12) In a March 1986 Q&A with South African Zulu leader Gatsha Buthelezi, Poole asks questions like "What's the best thing the United States government could do to help end apartheid?", and "Is it possible for blacks and Afrikaners eventually to live together peaceably in South Africa, or is the legacy of apartheid too great?"

13) In a January 1987 essay, South African activist Frances Kendall (formerly Louw) proposes a roadmap for "how to dismantle apartheid without pitting race against race, tearing apart the nation, and destroying the economy." Among Kendall's recommendations are freeing Nelson Mandela, drafting a new constitution that outlaws discrimination, and including a "bill of rights protecting such basic rights as freedom of movement, speech, association, religion, and–unlike most countries' constituions–property ownership."

14) In July 1987, Virginia Postrel celebrated the success of the Frances Kendall/Leon Louw book South Africa: The Solution, from which that January 1987 essay was derived:

The Solution has received wide support from black leaders and from business. Winnie Mandela, wife of imprisoned African National Congress leader Nelson Mandela, has not only endorsed the book but also written a forward to the Swedish edition. KwaZulu chief minister Gatsha Buthelezi, reports Time, has said, "Amid a sea of anger and tension, The Solution may prove to be a rational, workable answer to South Africa's unique problems." And Sam Motsuenyane, head of the country's leading black business association, sits on the board of trustees of Groundswell, a foundation established by Kendall and Louw to promote their ideas.

15) In an August 1987 investment piece, Mark Tier was withering in his criticism of apartheid:

Unfortunately, the South African state is very well entrenched, very powerful within the country, and very effectively pursuing a policy of divide and rule amongst the white and nonwhite communities. […]

It's important to consider the moral questions before making any investment there. The system of apartheid is an anathema, and I have no desire to support it in any way, shape, or form. […]

[T]here is one form of investment…that combines the desire to make a profit with the desire to help effect peaceful, libertarian change in South Africa. Then you can have the best of both worlds: make money by promoting freedom.

16) In July 1988, Walter Williams interviewed Louw and Kendall about their book After Apartheid. Among his questions:

Americans are by and large decent people, and they find that apartheid and legalized discrimination is offensive. What can Americans do to help in the situation?

17) In March 1989, Robert Poole traveled to South Africa for an eyewitness report.
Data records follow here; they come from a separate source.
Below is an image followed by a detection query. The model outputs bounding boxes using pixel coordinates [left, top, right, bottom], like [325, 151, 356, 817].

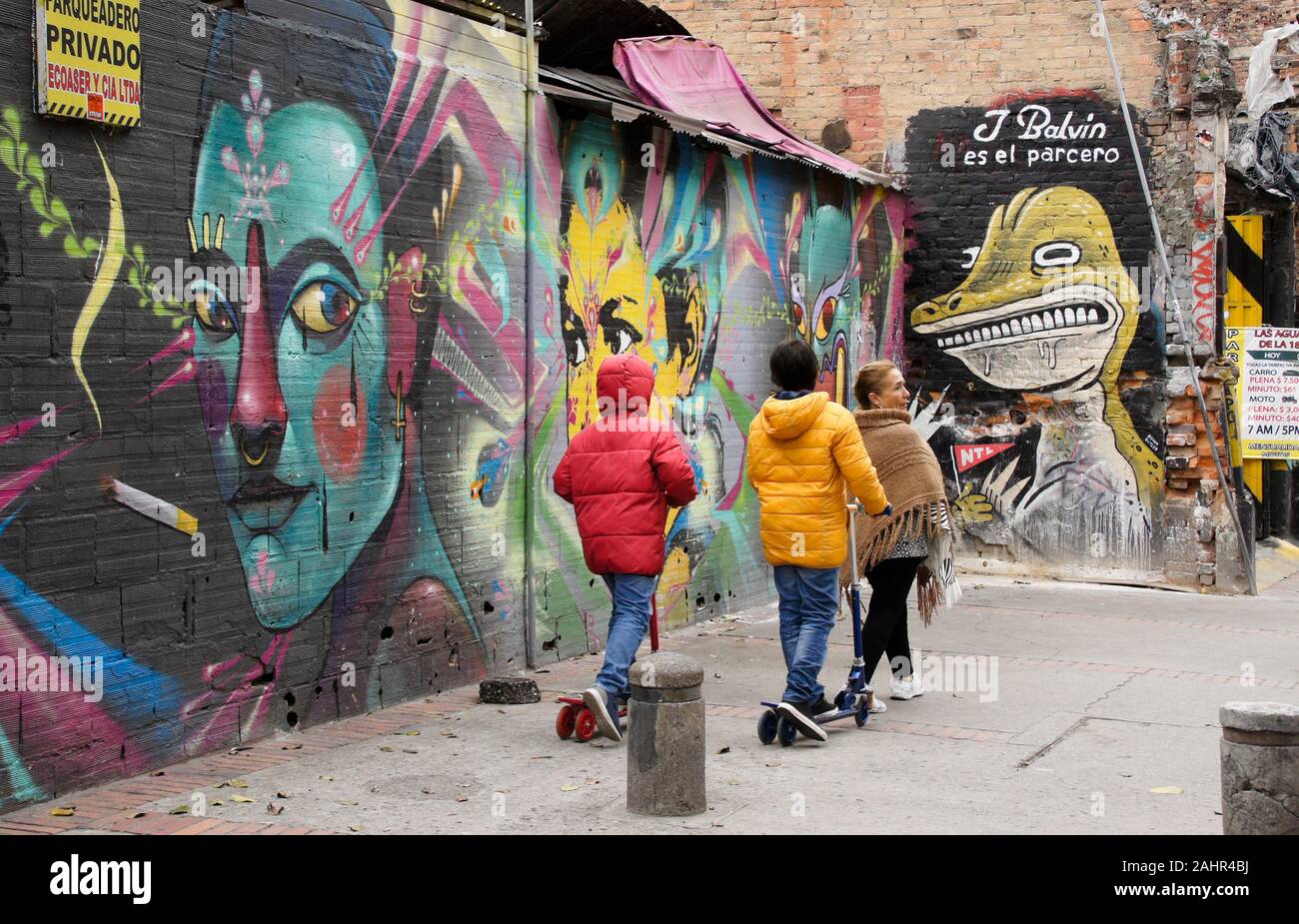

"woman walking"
[840, 360, 958, 712]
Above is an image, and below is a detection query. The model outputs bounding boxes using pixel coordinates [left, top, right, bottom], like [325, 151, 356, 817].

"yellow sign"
[1222, 327, 1263, 503]
[36, 0, 142, 126]
[1229, 327, 1299, 460]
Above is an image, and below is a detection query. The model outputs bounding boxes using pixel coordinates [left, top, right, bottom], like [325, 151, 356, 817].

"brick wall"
[680, 0, 1295, 586]
[0, 0, 905, 810]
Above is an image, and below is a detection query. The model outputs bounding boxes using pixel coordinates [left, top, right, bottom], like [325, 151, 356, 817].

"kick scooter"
[555, 588, 658, 741]
[757, 503, 874, 747]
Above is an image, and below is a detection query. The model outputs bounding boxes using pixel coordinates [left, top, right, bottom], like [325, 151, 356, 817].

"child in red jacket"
[555, 353, 696, 741]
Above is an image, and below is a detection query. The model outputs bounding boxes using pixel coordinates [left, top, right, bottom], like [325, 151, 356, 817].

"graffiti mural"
[0, 0, 904, 811]
[0, 0, 525, 807]
[908, 94, 1163, 572]
[532, 112, 904, 652]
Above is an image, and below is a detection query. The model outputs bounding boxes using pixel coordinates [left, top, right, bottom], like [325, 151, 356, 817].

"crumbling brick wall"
[661, 0, 1296, 585]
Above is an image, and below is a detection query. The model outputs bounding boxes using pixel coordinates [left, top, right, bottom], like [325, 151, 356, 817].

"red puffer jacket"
[555, 355, 695, 575]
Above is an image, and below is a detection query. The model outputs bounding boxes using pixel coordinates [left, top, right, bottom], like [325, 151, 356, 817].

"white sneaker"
[866, 686, 888, 715]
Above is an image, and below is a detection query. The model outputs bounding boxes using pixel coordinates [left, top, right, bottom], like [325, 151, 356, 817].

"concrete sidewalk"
[0, 562, 1299, 834]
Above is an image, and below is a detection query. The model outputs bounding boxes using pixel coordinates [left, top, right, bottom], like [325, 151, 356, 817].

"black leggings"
[861, 558, 925, 684]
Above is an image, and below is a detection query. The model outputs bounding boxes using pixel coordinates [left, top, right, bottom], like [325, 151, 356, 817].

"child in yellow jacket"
[748, 340, 888, 741]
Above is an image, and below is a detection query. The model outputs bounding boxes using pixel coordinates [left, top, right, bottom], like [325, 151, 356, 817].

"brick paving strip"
[0, 686, 478, 834]
[0, 612, 1299, 834]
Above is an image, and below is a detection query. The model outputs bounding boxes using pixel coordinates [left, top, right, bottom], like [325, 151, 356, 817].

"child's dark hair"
[771, 339, 817, 392]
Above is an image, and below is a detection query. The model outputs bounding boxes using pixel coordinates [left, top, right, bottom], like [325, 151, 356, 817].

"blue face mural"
[190, 85, 406, 628]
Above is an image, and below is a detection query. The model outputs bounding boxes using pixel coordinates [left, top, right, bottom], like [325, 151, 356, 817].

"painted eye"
[190, 283, 235, 338]
[815, 298, 839, 340]
[291, 281, 358, 334]
[602, 318, 642, 356]
[1033, 240, 1082, 270]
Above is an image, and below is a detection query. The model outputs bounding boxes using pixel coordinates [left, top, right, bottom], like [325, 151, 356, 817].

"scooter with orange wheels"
[555, 591, 658, 741]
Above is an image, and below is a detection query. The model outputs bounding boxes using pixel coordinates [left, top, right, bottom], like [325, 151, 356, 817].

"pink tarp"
[614, 35, 861, 177]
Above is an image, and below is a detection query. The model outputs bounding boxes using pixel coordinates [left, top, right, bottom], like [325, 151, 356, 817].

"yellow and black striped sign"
[35, 0, 143, 126]
[1224, 216, 1267, 327]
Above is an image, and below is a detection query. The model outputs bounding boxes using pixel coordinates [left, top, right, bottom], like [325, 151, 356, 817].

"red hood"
[595, 353, 653, 412]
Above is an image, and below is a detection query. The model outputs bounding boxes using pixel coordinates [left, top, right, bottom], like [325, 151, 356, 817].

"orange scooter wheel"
[576, 707, 595, 741]
[555, 704, 577, 738]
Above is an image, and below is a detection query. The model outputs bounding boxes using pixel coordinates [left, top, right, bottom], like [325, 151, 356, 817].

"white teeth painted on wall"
[938, 305, 1109, 349]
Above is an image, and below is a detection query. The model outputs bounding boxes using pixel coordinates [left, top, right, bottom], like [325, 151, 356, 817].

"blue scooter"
[757, 503, 874, 747]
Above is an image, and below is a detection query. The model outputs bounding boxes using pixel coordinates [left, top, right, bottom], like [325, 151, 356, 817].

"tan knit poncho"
[839, 409, 952, 625]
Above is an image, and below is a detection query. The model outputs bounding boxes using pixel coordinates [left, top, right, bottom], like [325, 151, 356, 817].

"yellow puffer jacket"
[748, 392, 888, 568]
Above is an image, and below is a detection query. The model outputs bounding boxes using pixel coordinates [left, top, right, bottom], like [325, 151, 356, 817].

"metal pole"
[523, 0, 538, 667]
[1096, 0, 1259, 595]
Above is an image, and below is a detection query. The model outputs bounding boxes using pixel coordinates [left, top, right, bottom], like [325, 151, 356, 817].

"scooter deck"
[760, 699, 857, 725]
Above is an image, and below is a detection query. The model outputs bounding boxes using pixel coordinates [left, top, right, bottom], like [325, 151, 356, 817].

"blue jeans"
[595, 573, 658, 700]
[774, 564, 839, 702]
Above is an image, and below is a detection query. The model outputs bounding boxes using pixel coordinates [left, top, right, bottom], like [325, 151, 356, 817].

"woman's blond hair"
[852, 360, 897, 411]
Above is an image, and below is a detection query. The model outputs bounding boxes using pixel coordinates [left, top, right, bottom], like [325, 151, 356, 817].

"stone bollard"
[628, 651, 708, 815]
[1218, 702, 1299, 834]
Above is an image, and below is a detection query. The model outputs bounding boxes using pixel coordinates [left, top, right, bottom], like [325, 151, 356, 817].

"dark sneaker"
[582, 686, 623, 741]
[775, 699, 830, 741]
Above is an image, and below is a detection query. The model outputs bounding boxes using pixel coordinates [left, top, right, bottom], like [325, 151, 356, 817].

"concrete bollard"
[1218, 702, 1299, 834]
[628, 651, 708, 815]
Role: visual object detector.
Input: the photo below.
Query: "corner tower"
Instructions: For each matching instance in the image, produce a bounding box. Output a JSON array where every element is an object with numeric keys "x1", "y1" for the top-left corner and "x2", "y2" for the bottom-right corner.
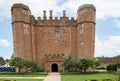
[
  {"x1": 77, "y1": 4, "x2": 96, "y2": 59},
  {"x1": 11, "y1": 4, "x2": 33, "y2": 59}
]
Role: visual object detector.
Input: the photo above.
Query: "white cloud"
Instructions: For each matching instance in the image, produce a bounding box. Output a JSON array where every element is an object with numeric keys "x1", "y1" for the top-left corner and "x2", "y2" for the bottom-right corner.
[
  {"x1": 95, "y1": 36, "x2": 120, "y2": 57},
  {"x1": 0, "y1": 0, "x2": 120, "y2": 19},
  {"x1": 0, "y1": 39, "x2": 10, "y2": 47},
  {"x1": 113, "y1": 19, "x2": 120, "y2": 28}
]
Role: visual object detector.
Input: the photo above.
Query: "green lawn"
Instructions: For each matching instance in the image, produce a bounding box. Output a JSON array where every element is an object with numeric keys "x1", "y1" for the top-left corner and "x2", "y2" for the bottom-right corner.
[
  {"x1": 0, "y1": 73, "x2": 47, "y2": 81},
  {"x1": 0, "y1": 72, "x2": 47, "y2": 77},
  {"x1": 0, "y1": 79, "x2": 43, "y2": 81},
  {"x1": 61, "y1": 73, "x2": 118, "y2": 81}
]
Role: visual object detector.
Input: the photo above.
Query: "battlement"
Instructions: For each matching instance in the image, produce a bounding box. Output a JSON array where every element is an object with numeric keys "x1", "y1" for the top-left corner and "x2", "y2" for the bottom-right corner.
[
  {"x1": 32, "y1": 10, "x2": 77, "y2": 27},
  {"x1": 11, "y1": 3, "x2": 30, "y2": 10},
  {"x1": 78, "y1": 4, "x2": 96, "y2": 11}
]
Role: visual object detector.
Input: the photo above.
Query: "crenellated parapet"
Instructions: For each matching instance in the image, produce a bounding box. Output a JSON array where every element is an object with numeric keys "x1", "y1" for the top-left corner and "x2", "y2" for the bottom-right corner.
[{"x1": 35, "y1": 10, "x2": 77, "y2": 27}]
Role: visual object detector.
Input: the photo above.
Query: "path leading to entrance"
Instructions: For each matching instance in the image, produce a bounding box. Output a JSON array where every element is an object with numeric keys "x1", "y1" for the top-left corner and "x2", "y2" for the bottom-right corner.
[
  {"x1": 44, "y1": 73, "x2": 61, "y2": 81},
  {"x1": 0, "y1": 77, "x2": 45, "y2": 79}
]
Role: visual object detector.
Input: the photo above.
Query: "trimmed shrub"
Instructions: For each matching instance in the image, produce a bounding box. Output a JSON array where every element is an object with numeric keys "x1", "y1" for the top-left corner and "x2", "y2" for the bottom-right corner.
[{"x1": 0, "y1": 67, "x2": 15, "y2": 72}]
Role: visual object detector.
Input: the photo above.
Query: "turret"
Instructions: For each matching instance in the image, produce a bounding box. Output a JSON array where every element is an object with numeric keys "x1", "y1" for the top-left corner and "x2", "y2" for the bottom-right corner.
[
  {"x1": 77, "y1": 4, "x2": 96, "y2": 59},
  {"x1": 11, "y1": 4, "x2": 31, "y2": 23},
  {"x1": 11, "y1": 4, "x2": 32, "y2": 59}
]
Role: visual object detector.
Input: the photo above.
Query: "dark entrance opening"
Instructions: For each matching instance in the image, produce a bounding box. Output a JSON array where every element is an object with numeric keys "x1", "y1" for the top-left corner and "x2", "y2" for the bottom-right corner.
[{"x1": 51, "y1": 64, "x2": 58, "y2": 72}]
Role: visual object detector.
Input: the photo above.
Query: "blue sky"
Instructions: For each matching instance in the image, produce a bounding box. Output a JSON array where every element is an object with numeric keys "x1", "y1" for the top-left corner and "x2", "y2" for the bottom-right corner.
[{"x1": 0, "y1": 0, "x2": 120, "y2": 59}]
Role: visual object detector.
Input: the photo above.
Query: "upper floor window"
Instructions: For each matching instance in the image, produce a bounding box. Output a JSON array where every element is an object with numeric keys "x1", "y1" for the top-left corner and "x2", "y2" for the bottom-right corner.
[{"x1": 55, "y1": 26, "x2": 60, "y2": 37}]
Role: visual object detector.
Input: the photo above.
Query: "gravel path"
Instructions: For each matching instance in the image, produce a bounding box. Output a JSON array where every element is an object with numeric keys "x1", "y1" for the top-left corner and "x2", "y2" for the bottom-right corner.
[
  {"x1": 44, "y1": 73, "x2": 61, "y2": 81},
  {"x1": 0, "y1": 77, "x2": 45, "y2": 79}
]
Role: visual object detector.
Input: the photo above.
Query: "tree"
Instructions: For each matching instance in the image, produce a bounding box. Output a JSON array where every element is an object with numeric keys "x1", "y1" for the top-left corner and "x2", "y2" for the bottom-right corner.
[
  {"x1": 90, "y1": 59, "x2": 101, "y2": 69},
  {"x1": 0, "y1": 57, "x2": 5, "y2": 65},
  {"x1": 79, "y1": 58, "x2": 91, "y2": 72},
  {"x1": 62, "y1": 55, "x2": 74, "y2": 71},
  {"x1": 10, "y1": 57, "x2": 39, "y2": 72},
  {"x1": 10, "y1": 57, "x2": 24, "y2": 72}
]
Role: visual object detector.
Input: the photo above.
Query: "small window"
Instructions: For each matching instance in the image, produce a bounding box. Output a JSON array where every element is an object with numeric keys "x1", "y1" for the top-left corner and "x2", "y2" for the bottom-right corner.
[
  {"x1": 55, "y1": 26, "x2": 60, "y2": 37},
  {"x1": 80, "y1": 41, "x2": 84, "y2": 47},
  {"x1": 80, "y1": 24, "x2": 84, "y2": 34}
]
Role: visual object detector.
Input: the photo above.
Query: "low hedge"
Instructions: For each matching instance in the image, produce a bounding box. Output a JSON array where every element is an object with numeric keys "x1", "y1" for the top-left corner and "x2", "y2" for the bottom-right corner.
[{"x1": 85, "y1": 79, "x2": 115, "y2": 81}]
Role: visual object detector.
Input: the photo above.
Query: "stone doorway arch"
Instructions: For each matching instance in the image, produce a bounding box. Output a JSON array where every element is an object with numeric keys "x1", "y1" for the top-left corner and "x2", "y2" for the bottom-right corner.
[{"x1": 51, "y1": 63, "x2": 58, "y2": 72}]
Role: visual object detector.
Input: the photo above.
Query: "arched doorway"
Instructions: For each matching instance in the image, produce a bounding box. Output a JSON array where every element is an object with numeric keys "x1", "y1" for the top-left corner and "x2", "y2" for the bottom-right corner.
[{"x1": 51, "y1": 64, "x2": 58, "y2": 72}]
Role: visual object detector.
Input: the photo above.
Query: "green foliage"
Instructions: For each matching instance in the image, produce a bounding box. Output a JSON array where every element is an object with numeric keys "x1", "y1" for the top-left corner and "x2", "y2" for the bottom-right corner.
[
  {"x1": 62, "y1": 55, "x2": 100, "y2": 72},
  {"x1": 0, "y1": 67, "x2": 15, "y2": 72},
  {"x1": 61, "y1": 73, "x2": 118, "y2": 81},
  {"x1": 91, "y1": 59, "x2": 101, "y2": 69},
  {"x1": 0, "y1": 57, "x2": 5, "y2": 65},
  {"x1": 107, "y1": 64, "x2": 117, "y2": 71},
  {"x1": 62, "y1": 55, "x2": 73, "y2": 71},
  {"x1": 10, "y1": 57, "x2": 38, "y2": 72}
]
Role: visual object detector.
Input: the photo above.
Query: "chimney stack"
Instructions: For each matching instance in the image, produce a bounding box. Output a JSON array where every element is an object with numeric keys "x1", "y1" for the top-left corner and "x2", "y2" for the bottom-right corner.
[
  {"x1": 49, "y1": 10, "x2": 52, "y2": 20},
  {"x1": 63, "y1": 10, "x2": 66, "y2": 17},
  {"x1": 43, "y1": 10, "x2": 47, "y2": 20}
]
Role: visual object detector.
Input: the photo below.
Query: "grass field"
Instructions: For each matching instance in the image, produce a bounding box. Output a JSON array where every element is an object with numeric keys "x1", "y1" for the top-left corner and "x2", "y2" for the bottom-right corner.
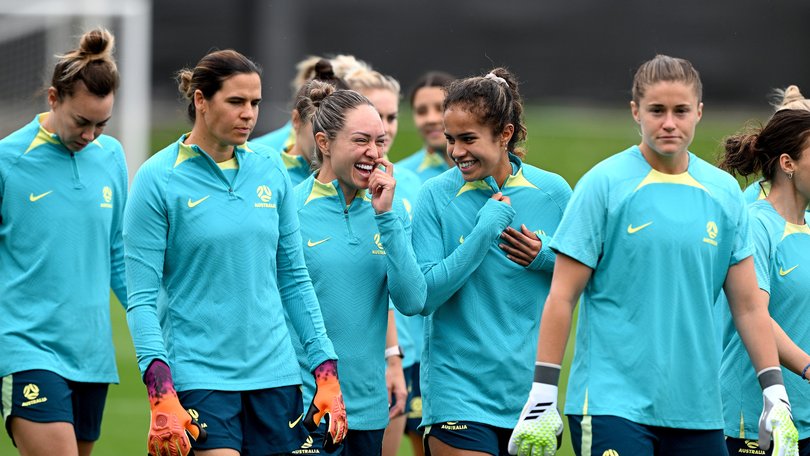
[{"x1": 0, "y1": 107, "x2": 768, "y2": 456}]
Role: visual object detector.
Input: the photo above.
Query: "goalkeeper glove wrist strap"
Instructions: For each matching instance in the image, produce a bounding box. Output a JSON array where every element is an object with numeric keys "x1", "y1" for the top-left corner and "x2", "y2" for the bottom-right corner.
[
  {"x1": 757, "y1": 366, "x2": 785, "y2": 390},
  {"x1": 534, "y1": 362, "x2": 560, "y2": 386}
]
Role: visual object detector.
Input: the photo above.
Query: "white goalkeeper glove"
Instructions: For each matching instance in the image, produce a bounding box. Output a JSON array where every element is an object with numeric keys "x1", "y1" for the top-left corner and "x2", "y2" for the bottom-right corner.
[
  {"x1": 757, "y1": 367, "x2": 799, "y2": 456},
  {"x1": 509, "y1": 363, "x2": 563, "y2": 456}
]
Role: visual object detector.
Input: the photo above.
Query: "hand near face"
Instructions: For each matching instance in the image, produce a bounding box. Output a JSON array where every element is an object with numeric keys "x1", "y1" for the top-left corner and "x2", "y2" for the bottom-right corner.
[
  {"x1": 368, "y1": 158, "x2": 397, "y2": 214},
  {"x1": 499, "y1": 225, "x2": 543, "y2": 267}
]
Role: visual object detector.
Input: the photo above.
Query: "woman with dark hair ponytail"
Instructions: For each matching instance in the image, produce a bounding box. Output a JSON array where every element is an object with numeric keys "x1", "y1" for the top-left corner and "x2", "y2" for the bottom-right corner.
[
  {"x1": 743, "y1": 85, "x2": 810, "y2": 203},
  {"x1": 720, "y1": 109, "x2": 810, "y2": 455},
  {"x1": 0, "y1": 28, "x2": 127, "y2": 456},
  {"x1": 413, "y1": 68, "x2": 571, "y2": 456},
  {"x1": 124, "y1": 50, "x2": 346, "y2": 456}
]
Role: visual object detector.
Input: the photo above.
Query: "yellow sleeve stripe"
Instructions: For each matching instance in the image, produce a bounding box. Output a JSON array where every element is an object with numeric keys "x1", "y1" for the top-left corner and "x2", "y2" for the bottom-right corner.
[
  {"x1": 304, "y1": 179, "x2": 337, "y2": 206},
  {"x1": 503, "y1": 168, "x2": 539, "y2": 190},
  {"x1": 217, "y1": 156, "x2": 239, "y2": 169},
  {"x1": 456, "y1": 180, "x2": 492, "y2": 197},
  {"x1": 174, "y1": 141, "x2": 197, "y2": 168},
  {"x1": 23, "y1": 112, "x2": 59, "y2": 155},
  {"x1": 782, "y1": 222, "x2": 810, "y2": 239}
]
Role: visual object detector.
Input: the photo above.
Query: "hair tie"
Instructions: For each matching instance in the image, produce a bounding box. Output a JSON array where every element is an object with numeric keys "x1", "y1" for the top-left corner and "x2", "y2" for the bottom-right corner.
[{"x1": 484, "y1": 73, "x2": 509, "y2": 87}]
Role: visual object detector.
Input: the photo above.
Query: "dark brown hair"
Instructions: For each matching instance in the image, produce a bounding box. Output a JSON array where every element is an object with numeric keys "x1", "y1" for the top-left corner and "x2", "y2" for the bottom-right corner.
[
  {"x1": 177, "y1": 49, "x2": 262, "y2": 122},
  {"x1": 444, "y1": 68, "x2": 526, "y2": 158},
  {"x1": 718, "y1": 109, "x2": 810, "y2": 180},
  {"x1": 51, "y1": 28, "x2": 119, "y2": 100}
]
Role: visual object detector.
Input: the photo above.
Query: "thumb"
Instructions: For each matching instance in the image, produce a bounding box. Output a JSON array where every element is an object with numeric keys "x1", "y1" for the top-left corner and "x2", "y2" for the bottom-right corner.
[
  {"x1": 185, "y1": 418, "x2": 208, "y2": 443},
  {"x1": 303, "y1": 399, "x2": 324, "y2": 432}
]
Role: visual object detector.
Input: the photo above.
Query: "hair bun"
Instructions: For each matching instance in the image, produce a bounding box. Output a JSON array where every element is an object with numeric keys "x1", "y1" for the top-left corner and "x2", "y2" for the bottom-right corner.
[
  {"x1": 313, "y1": 59, "x2": 335, "y2": 81},
  {"x1": 78, "y1": 27, "x2": 115, "y2": 60},
  {"x1": 309, "y1": 79, "x2": 336, "y2": 107}
]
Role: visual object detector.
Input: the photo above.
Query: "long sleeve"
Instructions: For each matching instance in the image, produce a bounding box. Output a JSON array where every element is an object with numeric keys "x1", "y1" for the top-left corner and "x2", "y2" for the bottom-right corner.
[
  {"x1": 413, "y1": 191, "x2": 515, "y2": 315},
  {"x1": 123, "y1": 164, "x2": 169, "y2": 374},
  {"x1": 276, "y1": 173, "x2": 337, "y2": 372},
  {"x1": 375, "y1": 209, "x2": 427, "y2": 316},
  {"x1": 110, "y1": 153, "x2": 127, "y2": 310}
]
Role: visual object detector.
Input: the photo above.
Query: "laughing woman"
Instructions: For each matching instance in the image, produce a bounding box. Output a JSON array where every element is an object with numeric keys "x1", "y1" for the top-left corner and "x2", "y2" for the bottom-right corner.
[{"x1": 413, "y1": 68, "x2": 571, "y2": 456}]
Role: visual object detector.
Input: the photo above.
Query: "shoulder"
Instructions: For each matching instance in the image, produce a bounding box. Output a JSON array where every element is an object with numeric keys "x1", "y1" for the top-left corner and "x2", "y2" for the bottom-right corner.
[
  {"x1": 293, "y1": 176, "x2": 315, "y2": 210},
  {"x1": 522, "y1": 163, "x2": 571, "y2": 193},
  {"x1": 0, "y1": 122, "x2": 39, "y2": 171},
  {"x1": 245, "y1": 138, "x2": 279, "y2": 157},
  {"x1": 96, "y1": 135, "x2": 127, "y2": 174}
]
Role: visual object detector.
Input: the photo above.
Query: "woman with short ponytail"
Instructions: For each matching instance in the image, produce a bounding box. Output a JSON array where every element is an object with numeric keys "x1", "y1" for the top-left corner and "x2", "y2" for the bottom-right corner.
[
  {"x1": 0, "y1": 28, "x2": 127, "y2": 456},
  {"x1": 286, "y1": 80, "x2": 425, "y2": 456},
  {"x1": 720, "y1": 109, "x2": 810, "y2": 455},
  {"x1": 413, "y1": 68, "x2": 571, "y2": 456},
  {"x1": 743, "y1": 85, "x2": 810, "y2": 203}
]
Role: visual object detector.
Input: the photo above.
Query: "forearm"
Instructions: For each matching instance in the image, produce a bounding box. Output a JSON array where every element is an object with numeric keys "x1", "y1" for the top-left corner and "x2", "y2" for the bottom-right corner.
[
  {"x1": 725, "y1": 257, "x2": 779, "y2": 372},
  {"x1": 537, "y1": 294, "x2": 576, "y2": 365},
  {"x1": 375, "y1": 211, "x2": 427, "y2": 316},
  {"x1": 385, "y1": 310, "x2": 399, "y2": 348},
  {"x1": 771, "y1": 319, "x2": 810, "y2": 376},
  {"x1": 126, "y1": 253, "x2": 168, "y2": 374},
  {"x1": 528, "y1": 234, "x2": 557, "y2": 274},
  {"x1": 277, "y1": 230, "x2": 337, "y2": 370}
]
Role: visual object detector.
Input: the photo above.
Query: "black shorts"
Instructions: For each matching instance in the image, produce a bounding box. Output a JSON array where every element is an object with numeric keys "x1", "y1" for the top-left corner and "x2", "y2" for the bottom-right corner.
[
  {"x1": 423, "y1": 421, "x2": 512, "y2": 456},
  {"x1": 0, "y1": 369, "x2": 110, "y2": 446},
  {"x1": 177, "y1": 385, "x2": 307, "y2": 456},
  {"x1": 568, "y1": 415, "x2": 728, "y2": 456},
  {"x1": 726, "y1": 437, "x2": 810, "y2": 456},
  {"x1": 405, "y1": 363, "x2": 422, "y2": 434},
  {"x1": 292, "y1": 422, "x2": 385, "y2": 456}
]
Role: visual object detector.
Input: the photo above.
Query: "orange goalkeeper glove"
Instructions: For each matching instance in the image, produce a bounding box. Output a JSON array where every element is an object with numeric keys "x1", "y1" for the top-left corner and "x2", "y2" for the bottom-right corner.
[
  {"x1": 143, "y1": 360, "x2": 206, "y2": 456},
  {"x1": 304, "y1": 359, "x2": 349, "y2": 453}
]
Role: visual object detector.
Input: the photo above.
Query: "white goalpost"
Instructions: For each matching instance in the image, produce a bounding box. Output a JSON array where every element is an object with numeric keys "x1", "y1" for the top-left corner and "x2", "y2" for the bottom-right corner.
[{"x1": 0, "y1": 0, "x2": 152, "y2": 181}]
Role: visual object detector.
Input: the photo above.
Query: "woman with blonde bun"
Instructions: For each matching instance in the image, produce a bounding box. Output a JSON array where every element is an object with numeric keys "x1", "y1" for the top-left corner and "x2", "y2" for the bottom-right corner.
[
  {"x1": 720, "y1": 106, "x2": 810, "y2": 456},
  {"x1": 0, "y1": 28, "x2": 127, "y2": 456},
  {"x1": 743, "y1": 85, "x2": 810, "y2": 203}
]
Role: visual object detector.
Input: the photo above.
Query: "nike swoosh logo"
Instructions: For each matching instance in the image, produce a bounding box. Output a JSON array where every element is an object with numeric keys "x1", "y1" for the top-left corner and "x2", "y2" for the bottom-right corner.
[
  {"x1": 779, "y1": 264, "x2": 799, "y2": 276},
  {"x1": 307, "y1": 237, "x2": 332, "y2": 247},
  {"x1": 188, "y1": 195, "x2": 211, "y2": 207},
  {"x1": 627, "y1": 222, "x2": 652, "y2": 234},
  {"x1": 287, "y1": 413, "x2": 304, "y2": 429},
  {"x1": 28, "y1": 190, "x2": 53, "y2": 203}
]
Among his observations:

The big question is how and when [black South Africans] will achieve full equality before the law. […]

[T]he South African government goes out of its way to obstruct the free flow of information. Under a three-year-old state of emergency, it has banned TV coverage of disorders in the townships, for example. And when I truthfully answered a question on my visa application indicating that I had had articles published, I was required to provide samples and to submit a notarized statement that I was going to South Africa only as a tourist.

The government repeatedly squelches legitimate efforts to build the kinds of social and political structures necessary for democracy. Last fall, the fledgling (mostly white) End Conscription Campaign was banned. And the government has leveled charges of high treason against leaders of the Alexandra Action Committee, a black self-help organization in one of Johannesburg's townships. […]

I left South Africa with a mixture of hope and anger. Hope that the dramatic and rapid changes of the past few years will continue, bringing urban blacks into the mainstream of economic life, giving them a stake in the system as a precondition of new political arrangements.

18) In June 1989, Walter Williams reviewed the posthumous memoir of anti-apartheid activist Alan Paton. Excerpt:

In Journey Continued, Paton grapples with the question of how Afrikaners, who are devout Christians, could promote the thoroughly racist policies of apartheid. […]

His troubled country…is really only a special case of a much larger phenomenon in which powerful elites determine social goals. If individual liberty, property rights, and the rule of law interfere with the achievement of these social goals, then individual liberty, property rights, and the rule of law are ruthlessly suppressed.

19) In July 1989, Reason ran a cover story by Andrew Clark titled "Quiet Revolution: South Africa's Blacks are Realizing Their Economic Power. Can Apartheid Survive?" Needless to say to anyone except Mark Ames, Clark was not rooting for apartheid's survival. Excerpt:

South Africans from across the country's numerous divides are struggling to build an economy unhindered by the state's all-pervasive restrictions. […]

[R]ecent cracks in the edifice of apartheid have unleased an entrepreneurial energy that is forcing the 40-year-old National Party government to successively abandon its racial policies and rethink its options regarding the future. It is against this background that "black economic empowerment," a phrase on the tips of so man South African tongues these days, can be seen for what it is: a truly revolutionary force that could finally push South Africa into the developed and civilized world, eroding the laws that deprive its people, black and white, of prosperity and freedom.

20) And in an August 1989 editorial, Poole again made the case against economic sanctions as the tool for dismantling apartheid (along with its totalitarian counterparts in the communist world):

Peaceful change is far more likely to come to South Africa by the continued progress of black economic empowerment, as reported in these pages last month. (See "Quiet Revolution," July.) Millions of upwardly mobile black entrepreneurs, skilled workers, and managers–who are also a huge consumer market–are the key to bringing about legal and political equality. […]

Instead of sanctions and disinvestment, we should encourage American investment, travel, and tourism in repressive societies. With our fax machines and PCs and MTV, we will liberate South Africa–and eventually, China and Russia too. 

These 20 pieces are not the only non-Marc Swanepoel references to South Africa in the 1970s-'80s Reason; the biggest category I left out were the Reaganite proxy-war correspondetry of Jack Wheeler, which had much less to do with South Africa's domestic policies, and more with its role in the Cold War (which, as I argued in my Nelson Mandela obituary this year, had the effect of warping America's policy and values toward apartheid). Most of the rest were passing comments about either investment climate or American political rhetoric. As stated before, please mine the archive for yourselves.